C’est ici qu’intervient l’outil essentiel pour toute initiative de consolidation d’une clientèle, le parcours client. Ce dernier, lorsqu’il s’engage avec un cabinet pour ses besoins juridiques, passe par cinq étapes: la découverte, la considération, la décision, l’engagement et la fidélisation. À chacune de ces étapes, il faut savoir ce qui l’attire, le motive.. ou l’irrite.

Car pour améliorer l’expérience client, encore faut-il savoir ce qu’il veut et ce dont il a besoin, pour ajuster ses stratégies en conséquence.

En clair, le parcours client réfère à tous les points de contact qu'un client a dans son parcours avec un cabinet, depuis le moment où un problème juridique émerge–comment les incite-t-on à faire appels aux services d’un cabinet précis?-- jusqu’au paiement de la facture finale.

L’un des défis, à l’interne, c’est d’avoir les moyens de faire le travail. « Il y a beaucoup de réticence à donner accès aux clients », nécessitant un important travail en amont pour convaincre les avocats d’ouvrir leurs livres, en quelque sorte.

Mais la récompense est là: revenir de ces rencontres avec les commentaires des clients et le détail de ce qui fonctionne–et ce qui doit être amélioré– , est formateur pour les avocats, explique Lise Monette. « Je vois leurs yeux pétiller », dit-elle.

Et, idéalement, jusqu'au moment où la facture finale est payée et où il envisage de vous recommander.

Et si on devait découvrir par exemple que les clients du cabinet proviennent davantage d’un secteur plutôt que d’un autre.

La différenciation

C’est un truisme que de dire que la différenciation est un enjeu concurrentiel important pour les cabinets d’avocats.

Lise Monette est d’avis qu’ « on se distingue par l’offre de spécialités », et en misant sur les créneaux qui se démarquent le plus. On fait le point sur ces forces, et on les consolide.

Contactée par Droit-Inc alors qu’elle venait tout juste d’arriver en poste, il était trop tôt pour que Lise Monette se prononce avec assurance. Elle offre cependant la feuille de route qu’elle entend suivre pour faire cette consolidation.

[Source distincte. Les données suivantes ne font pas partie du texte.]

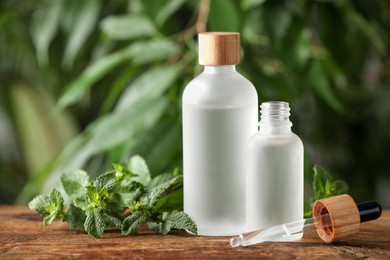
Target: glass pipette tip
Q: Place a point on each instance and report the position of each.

Ce qu’un cabinet veut faire, c’est apporter « une valeur ajoutée » à ses services de conseillers d’affaires. « Il faut savoir en quoi le cabinet peut aider le client », au-delà de la prestation de services juridiques. Est-ce qu’on peut l’aider à naviguer ses enjeux d’affaires? L’aider à mesurer le risque des secteurs où il est actif? Identifier les plus importants enjeux pour ses clients?

La valeur ajoutée peut aussi se décliner dans la prestation de services: faire tout le travail à l'interne, sans intermédiaire, assurer la continuité et la constance dans la gestion des dossiers…

Se positionner

Enfin, pour en revenir à la fonction marketing, toute la magie du positionnement consiste à faire en sorte qu’il « faut prendre position sur quelque chose pour faire en sorte que le client se rappelle de nous », soutient Lise Monette.

Il faut intervenir sur les enjeux qui ont un impact pour les clients, aller au-devant de leurs besoins en proposant un matière à réflexion qui les interpelle–et qui leur offre des solutions à des enjeux contemporains.

En clair, il faut produire des contenus et les alimenter d’Information qui positionnent un cabinet pour la référence sur un enjeux précis.

Car « Content is king », le contenu est roi, selon elle.